葵はマッチャに連れられて二条城にやってきました。
葵のおばさんが京都に遊びに来るのですが、葵のお母さんが用事で案内できないので、代わりに葵がその役を仰せつかりました。
しかし、京都の見どころはあまり知らず、観光案内もできないので葵は不安でした。
そんな葵の前に現れたのが、伏見稲荷大社で出会ったキツネの男の子、マッチャ。京都に詳しいマッチャは、葵のために、京都の名所の予習に付き合ってくれているのです。
「京都観光で二条城は外せないからね!なんといっても国宝『二の丸御殿』は見逃せないし、有名な『鴬張り(うぐいすばり)』の廊下も体験してもらいたいし、特に歴史や建築、芸術に興味がある人にはたまらないスポットだよ」
マッチャはそう言って意気揚々と葵を連れて二条城に入り込みました。
「二条城はずっと前に来たことがあったと思うけどけど、あんまり覚えてないなぁ。確かに『鴬張り』の廊下で修学旅行生たちがはしゃいでたのは覚えてるけど…」
「葵ちゃんは、鴬張りの廊下がどうしてああやって歩くたびに音がするか知ってる?」
「えーと、説明、聞いたんだけどなぁ…」
頭を抱える葵にマッチャは解説します。
「ここ、二条城は、江戸幕府初代将軍の徳川家康が京都御所の守護、将軍の宿泊場所として建てたから、要はいつ敵が忍び込んでくるか分からないようなピリピリした一面というのをもっていたわけ。

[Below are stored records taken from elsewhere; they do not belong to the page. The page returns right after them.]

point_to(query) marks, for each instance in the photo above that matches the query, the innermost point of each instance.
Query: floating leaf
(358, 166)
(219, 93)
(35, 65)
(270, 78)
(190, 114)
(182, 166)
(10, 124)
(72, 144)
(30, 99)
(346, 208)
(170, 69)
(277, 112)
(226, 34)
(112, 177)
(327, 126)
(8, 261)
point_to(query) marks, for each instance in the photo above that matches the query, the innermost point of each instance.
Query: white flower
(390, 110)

だから、わざとキュッキュと音がでるように廊下を作って『鴬張り』という特殊な廊下に仕上げたんだ」
「へぇ~」
「それにしても『鴬(ウグイス)』なんて、風情ある呼び方だよね」
「たしかにー!もしかしてさ、これ、練習したら『ホ~ホケキョ』とか鳴らせるようになるんじゃないの!?」
(葵ちゃん、違う、そういう事じゃない…)
マッチャは心の中で葵に突っ込みました。
気を取り直して、マッチャは葵を「二の丸御殿」に案内します。
国宝二の丸御殿の見どころはなんといっても、3000面以上のそうそうたる障壁画。
そのうちの約3分の1が国の重要文化財に指定されているということもあり、圧巻の障壁画が次々に目に飛び込んできます。

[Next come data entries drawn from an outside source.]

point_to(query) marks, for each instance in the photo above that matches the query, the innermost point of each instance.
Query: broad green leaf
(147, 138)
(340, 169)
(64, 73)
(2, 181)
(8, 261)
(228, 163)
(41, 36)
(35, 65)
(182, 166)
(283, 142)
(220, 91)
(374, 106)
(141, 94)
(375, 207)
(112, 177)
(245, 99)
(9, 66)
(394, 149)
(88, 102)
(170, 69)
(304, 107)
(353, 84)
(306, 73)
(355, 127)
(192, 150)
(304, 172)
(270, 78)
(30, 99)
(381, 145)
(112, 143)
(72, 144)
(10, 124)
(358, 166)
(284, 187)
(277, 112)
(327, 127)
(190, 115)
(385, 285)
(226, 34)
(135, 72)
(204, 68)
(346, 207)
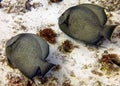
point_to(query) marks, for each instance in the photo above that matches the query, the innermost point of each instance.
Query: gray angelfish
(27, 52)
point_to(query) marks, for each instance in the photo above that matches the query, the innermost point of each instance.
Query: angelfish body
(27, 52)
(85, 22)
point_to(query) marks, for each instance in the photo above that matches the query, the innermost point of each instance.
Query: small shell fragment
(86, 22)
(28, 52)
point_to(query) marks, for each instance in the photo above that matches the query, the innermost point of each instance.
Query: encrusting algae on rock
(86, 22)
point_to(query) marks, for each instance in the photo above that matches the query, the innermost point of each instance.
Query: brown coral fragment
(48, 34)
(67, 83)
(56, 68)
(67, 47)
(108, 58)
(55, 1)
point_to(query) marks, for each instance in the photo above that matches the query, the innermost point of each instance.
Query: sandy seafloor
(76, 68)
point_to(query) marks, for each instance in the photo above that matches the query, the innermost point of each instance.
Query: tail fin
(108, 30)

「中でもぶっちぎりで人気なのは、この、狩野甚之丞が描いた『竹林群虎図』かな。遠待の二の間にあって、これが本当にカッコイイんだよね」
「お~確かにカッコイイ!なんかさ、よく、スカジャンとかに刺しゅうされてそうだよね!」
「言われてみれば、確かに…」
「和って感じ!こういうの、外国の人は好きなんだろうな~」
葵が言う通り、二条城の障壁画は、日本画の力強い面を強く感じられる作品が多いことから、今外国人の人気がどんどんアップしているのです。
「ここなら、確かにおばさんも楽しんでくれそう!ありがとうね、マッチャ」
「まだまだ他にもたくさん名所はあるからね。今度は金閣、銀閣へ行こう」
こうして2人の観光案内予習は続くのでした。